Their prophecies inform their next five decades. Golden-boy Simon escapes to the West Coast, searching for love in '80s San Francisco; dreamy Klara becomes a Las Vegas magician, obsessed with blurring reality and fantasy; eldest son Daniel seeks security as an army doctor post-9/11, hoping to control fate; and bookish Varya throws herself into longevity research, where she tests the boundary between science and immortality.
As one of my most anticipated books of 2018, I basically hoped and prayed that this book would not let me down. I'm sure you're familiar with the feeling of wanting to read a book so badly, buying it as soon as it is released, and it not meeting your expectations. Thankfully, that is not something I had to deal with while reading The Immortalists.

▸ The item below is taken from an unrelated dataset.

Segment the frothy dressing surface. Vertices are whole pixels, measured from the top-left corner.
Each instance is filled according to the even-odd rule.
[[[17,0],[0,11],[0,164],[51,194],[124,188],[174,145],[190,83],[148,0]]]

What really got me was the fact that it was about what would happen if you knew the date that you would die. How would you let that knowledge affect the way that you lived your life? This story follows the four Gold siblings as they deal with just that.
Early on in the story, Varya, Daniel, Klara, and Simon Gold go to see a fortune teller who tells each of them the exact dates of their deaths. The siblings, who are children when they are told, are shaken up about this new found knowledge. The story picks up again when the siblings are in their late teens and through adulthood. There are different sections that follow each sibling's story before and around the time of their supposed death date.

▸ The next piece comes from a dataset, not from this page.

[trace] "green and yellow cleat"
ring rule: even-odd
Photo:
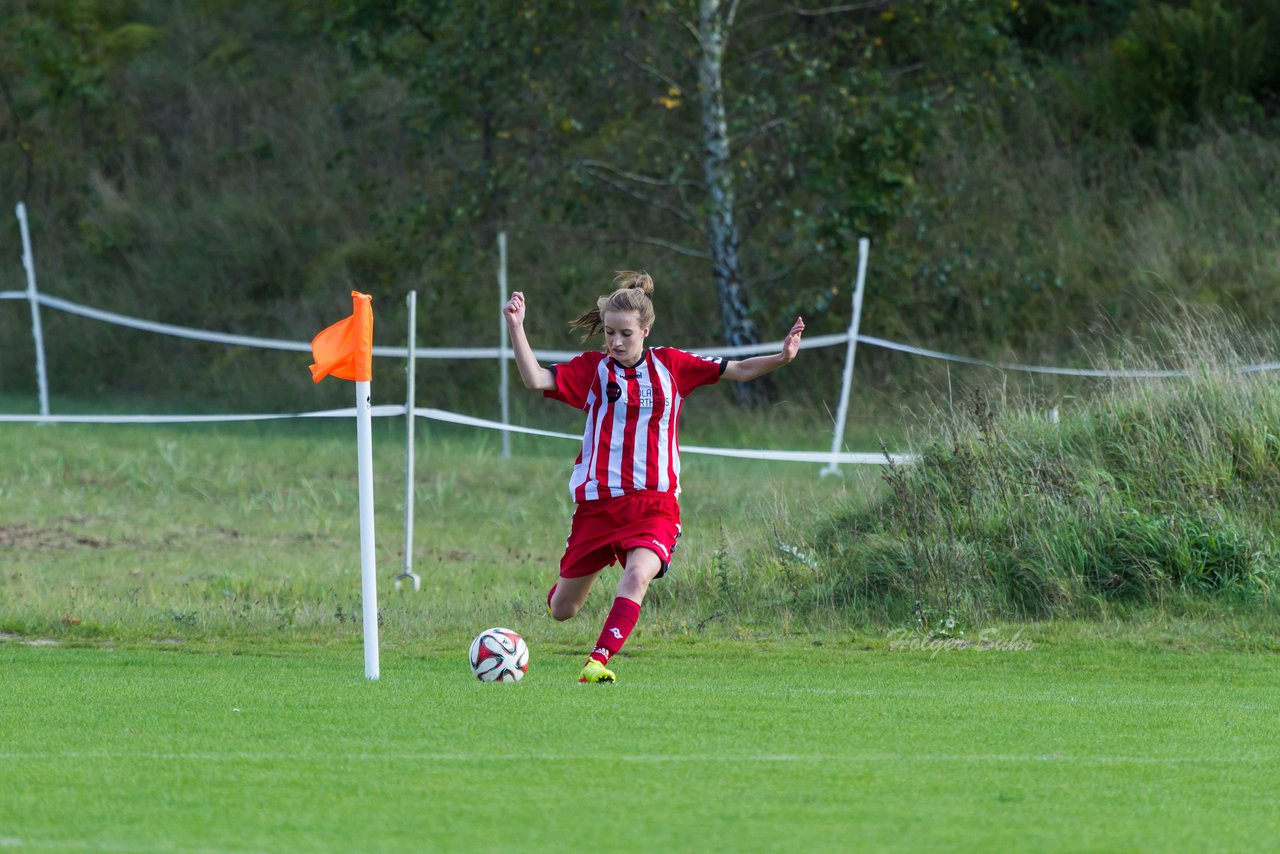
[[[578,676],[579,682],[617,682],[618,677],[594,658],[587,659],[587,664]]]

This book is fairly predictable in that you can pretty much guess what is going to happen for each of the siblings. However, I really enjoyed the little details of the siblings' day to day lives. I also liked how the author touched on many different important subjects such as the AIDS epidemic in the early 80's, mental illnesses, and a few other things that I don't want to mention here as to keep this review the least amount of spoilery possible.
There were a few parts that were a bit harder to get through but not necessarily because of the writing. I think this particular character was difficult to relate to. And I wanted to smack them like half the time. So there's that.
Overall, I really enjoyed this book. I thought that it was well-written and it had an interesting premise. Although it was a bit predictable, I found myself wanting to continue reading. I even recommended this book to a friend before I even finished the book!
If you enjoy Adult Fiction and are interested in family type books, I recommend this one.